Figure 5, Statistical analysis is required. If available, experimental results should be evaluated using mutants that cannot form biofilms (e.g., flaA- and motA-) as controls.

 >Statistical analysis was added to Figure 5. Unfortunately, we have not further data on flagellar mutants as negative controls. But we discuss our results in the context of previous papers, showing similar biofilm capacity using the same assay (reference 38).

Figure 6

Discuss why the transformation rate is still higher in delta-cj0683 than in delta-pilQ.

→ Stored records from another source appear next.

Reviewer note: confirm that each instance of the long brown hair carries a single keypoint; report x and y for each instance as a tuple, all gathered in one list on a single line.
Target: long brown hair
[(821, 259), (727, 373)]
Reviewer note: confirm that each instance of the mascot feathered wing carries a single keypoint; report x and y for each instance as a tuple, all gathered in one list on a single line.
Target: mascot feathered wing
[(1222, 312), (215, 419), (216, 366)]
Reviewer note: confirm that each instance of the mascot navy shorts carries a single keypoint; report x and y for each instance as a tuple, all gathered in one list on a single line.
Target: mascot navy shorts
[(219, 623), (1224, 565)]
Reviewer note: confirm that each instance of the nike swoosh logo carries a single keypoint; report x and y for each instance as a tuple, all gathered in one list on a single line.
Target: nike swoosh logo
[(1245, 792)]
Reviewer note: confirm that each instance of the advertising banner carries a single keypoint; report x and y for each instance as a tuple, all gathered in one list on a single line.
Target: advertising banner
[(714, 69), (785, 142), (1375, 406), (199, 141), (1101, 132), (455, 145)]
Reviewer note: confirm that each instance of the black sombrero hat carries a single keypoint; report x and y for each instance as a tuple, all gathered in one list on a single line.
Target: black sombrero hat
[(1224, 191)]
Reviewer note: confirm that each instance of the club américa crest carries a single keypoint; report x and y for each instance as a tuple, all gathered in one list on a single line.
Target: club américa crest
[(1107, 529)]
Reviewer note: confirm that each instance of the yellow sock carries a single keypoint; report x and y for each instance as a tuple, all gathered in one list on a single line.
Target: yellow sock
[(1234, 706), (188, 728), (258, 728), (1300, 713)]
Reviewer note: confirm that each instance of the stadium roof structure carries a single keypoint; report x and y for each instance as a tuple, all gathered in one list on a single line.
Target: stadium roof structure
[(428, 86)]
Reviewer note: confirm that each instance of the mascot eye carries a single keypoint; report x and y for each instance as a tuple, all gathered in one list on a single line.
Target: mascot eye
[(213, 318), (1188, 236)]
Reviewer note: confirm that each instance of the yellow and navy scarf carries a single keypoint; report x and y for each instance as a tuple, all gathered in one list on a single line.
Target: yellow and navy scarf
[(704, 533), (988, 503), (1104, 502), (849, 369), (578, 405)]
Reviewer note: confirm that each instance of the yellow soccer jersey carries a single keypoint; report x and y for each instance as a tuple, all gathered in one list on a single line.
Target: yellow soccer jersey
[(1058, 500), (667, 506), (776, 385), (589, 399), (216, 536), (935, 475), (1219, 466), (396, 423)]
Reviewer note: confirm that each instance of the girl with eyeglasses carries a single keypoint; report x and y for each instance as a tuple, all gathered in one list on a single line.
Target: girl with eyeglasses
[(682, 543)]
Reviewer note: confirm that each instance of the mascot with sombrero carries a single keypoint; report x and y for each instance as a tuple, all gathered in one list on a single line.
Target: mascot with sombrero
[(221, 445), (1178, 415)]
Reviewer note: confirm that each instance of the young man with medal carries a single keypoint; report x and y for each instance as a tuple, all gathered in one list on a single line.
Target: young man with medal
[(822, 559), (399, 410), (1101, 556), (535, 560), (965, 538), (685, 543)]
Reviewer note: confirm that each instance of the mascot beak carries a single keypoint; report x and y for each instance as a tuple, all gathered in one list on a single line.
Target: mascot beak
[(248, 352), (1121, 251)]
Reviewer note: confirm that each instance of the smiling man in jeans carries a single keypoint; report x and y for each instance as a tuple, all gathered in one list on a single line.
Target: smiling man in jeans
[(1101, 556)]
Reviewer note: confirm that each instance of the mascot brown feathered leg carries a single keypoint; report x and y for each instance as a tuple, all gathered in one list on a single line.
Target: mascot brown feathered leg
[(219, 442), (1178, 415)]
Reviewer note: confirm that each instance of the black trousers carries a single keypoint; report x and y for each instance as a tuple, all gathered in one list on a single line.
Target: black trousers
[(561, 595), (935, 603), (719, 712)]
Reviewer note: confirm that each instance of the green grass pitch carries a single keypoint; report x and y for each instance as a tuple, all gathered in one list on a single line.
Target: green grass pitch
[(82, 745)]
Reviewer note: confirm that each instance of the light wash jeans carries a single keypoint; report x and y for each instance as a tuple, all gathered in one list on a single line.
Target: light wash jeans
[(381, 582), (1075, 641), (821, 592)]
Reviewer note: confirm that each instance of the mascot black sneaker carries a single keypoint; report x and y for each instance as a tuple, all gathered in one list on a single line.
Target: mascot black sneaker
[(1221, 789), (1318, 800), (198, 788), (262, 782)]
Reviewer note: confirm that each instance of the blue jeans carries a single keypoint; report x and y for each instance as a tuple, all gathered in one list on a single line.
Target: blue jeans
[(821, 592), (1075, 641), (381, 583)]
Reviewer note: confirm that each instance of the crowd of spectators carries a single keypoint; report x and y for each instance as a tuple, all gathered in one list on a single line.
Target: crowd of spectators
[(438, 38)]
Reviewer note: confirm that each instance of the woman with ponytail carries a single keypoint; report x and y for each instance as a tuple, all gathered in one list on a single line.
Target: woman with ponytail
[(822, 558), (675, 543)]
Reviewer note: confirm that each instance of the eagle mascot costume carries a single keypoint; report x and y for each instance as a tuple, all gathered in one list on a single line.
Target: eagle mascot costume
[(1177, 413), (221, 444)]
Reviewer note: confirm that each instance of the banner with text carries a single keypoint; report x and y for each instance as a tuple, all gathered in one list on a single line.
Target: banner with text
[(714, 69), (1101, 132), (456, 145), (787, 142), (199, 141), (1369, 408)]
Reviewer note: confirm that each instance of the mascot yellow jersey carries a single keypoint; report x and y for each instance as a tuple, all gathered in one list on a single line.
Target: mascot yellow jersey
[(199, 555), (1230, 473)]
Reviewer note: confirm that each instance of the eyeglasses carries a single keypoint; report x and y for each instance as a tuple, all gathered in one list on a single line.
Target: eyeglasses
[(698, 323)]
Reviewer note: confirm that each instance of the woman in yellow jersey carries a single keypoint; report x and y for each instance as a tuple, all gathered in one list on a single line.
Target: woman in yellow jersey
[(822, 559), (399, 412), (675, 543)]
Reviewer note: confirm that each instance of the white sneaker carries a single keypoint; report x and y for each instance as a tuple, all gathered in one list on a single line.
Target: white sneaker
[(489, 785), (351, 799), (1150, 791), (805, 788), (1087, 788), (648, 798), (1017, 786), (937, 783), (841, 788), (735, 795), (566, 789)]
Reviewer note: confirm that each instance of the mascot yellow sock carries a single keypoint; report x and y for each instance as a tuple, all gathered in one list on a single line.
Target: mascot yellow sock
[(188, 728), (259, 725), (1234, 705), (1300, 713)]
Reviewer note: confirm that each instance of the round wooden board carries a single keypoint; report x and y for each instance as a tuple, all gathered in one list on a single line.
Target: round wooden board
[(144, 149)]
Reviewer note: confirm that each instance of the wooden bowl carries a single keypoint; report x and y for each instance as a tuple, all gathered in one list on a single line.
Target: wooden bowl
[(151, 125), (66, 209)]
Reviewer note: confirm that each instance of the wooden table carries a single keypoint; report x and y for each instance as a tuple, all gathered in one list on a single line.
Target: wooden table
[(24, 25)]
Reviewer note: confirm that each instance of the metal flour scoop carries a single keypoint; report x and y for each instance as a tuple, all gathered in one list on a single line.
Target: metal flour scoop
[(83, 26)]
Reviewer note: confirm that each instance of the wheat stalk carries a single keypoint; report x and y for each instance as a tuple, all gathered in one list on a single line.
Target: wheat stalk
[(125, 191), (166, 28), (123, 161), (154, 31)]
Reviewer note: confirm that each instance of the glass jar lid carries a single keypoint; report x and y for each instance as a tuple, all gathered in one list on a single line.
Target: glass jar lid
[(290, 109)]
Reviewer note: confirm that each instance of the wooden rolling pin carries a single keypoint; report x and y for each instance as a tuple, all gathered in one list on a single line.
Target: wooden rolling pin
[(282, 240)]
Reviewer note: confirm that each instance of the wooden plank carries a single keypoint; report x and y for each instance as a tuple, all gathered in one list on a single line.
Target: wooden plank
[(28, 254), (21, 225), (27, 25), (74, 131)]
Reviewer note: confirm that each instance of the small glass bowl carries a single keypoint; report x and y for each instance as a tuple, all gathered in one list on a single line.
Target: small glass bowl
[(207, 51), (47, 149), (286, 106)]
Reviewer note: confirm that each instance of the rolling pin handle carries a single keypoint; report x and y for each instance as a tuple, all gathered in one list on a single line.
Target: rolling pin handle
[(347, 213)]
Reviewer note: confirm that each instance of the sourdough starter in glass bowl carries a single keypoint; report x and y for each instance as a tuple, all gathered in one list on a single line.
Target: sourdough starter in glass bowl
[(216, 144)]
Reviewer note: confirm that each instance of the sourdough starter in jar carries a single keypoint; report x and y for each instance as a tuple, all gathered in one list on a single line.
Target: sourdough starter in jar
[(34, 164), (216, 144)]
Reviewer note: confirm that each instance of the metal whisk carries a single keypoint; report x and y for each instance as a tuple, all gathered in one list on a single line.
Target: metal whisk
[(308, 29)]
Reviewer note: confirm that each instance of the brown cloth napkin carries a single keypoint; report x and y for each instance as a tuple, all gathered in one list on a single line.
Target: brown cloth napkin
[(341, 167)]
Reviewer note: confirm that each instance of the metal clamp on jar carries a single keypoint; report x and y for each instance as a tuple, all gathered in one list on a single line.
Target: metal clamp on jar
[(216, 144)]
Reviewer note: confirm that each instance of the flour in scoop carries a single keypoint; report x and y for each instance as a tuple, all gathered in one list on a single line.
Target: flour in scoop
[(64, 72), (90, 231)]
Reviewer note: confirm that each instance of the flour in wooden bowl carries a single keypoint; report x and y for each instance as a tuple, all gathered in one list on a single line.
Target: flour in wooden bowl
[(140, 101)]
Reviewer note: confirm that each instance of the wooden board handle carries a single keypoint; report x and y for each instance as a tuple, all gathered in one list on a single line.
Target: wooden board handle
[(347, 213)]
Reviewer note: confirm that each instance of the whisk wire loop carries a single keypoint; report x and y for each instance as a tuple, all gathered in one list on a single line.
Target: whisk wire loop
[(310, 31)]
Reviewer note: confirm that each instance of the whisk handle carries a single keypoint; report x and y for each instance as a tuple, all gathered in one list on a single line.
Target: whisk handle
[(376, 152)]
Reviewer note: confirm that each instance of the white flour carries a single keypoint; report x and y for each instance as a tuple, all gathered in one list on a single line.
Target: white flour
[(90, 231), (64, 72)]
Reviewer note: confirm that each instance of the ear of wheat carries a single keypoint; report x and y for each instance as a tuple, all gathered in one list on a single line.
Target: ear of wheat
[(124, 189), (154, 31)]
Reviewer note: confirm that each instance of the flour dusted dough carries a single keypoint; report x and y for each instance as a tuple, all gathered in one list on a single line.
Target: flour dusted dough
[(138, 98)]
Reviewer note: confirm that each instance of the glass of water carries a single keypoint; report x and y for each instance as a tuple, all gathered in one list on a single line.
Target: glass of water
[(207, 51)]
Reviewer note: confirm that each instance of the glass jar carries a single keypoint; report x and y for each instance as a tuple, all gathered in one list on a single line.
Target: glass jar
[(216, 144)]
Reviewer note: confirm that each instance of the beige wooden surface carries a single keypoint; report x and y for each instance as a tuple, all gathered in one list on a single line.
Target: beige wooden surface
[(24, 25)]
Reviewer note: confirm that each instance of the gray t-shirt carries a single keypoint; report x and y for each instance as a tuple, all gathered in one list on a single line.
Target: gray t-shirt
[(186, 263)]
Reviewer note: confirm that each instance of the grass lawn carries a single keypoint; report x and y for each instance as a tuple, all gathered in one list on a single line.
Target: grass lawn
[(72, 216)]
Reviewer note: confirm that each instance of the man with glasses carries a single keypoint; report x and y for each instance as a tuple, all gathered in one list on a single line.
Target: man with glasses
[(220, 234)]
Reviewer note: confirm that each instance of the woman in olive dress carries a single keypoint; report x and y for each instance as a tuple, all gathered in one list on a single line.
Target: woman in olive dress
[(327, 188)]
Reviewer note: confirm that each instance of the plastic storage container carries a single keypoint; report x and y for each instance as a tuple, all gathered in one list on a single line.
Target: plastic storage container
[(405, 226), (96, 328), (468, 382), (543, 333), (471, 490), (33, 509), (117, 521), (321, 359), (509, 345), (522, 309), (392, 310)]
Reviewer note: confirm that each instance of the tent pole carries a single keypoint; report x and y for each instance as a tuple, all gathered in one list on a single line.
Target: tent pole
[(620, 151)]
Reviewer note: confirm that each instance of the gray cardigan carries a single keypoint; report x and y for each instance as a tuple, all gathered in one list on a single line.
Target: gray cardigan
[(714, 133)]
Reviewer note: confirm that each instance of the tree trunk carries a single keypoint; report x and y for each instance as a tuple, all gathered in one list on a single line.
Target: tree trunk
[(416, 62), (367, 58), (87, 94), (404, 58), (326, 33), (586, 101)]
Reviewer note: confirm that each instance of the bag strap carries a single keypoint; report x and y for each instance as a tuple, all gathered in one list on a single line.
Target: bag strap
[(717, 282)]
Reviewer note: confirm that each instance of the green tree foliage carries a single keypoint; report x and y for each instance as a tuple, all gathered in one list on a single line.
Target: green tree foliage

> PilQ is essential for DNA uptake. Lack of Cj0683 drastically reduced DNA uptake probability, while rare events were still observed (Figure 6), which displayed similar amounts of DNA imported per focus (new Figure 7). We conclude that absence of Cj0683 led to drastically decreased DNA uptake probability, consistent with a putative role of Cj0683 as part of the (pseudo-)pilus involved in acquisition and initiation of DNA uptake but not in force-generation as proposed for ComE in other bacteria.

Round 2

Reviewer 1 Report

The authors should be commended not only for their compliance or substantive discussion with the reviewers' comments, but also for their own initiative, which significantly contributed to the quality and readability of the article. I have no additional comments.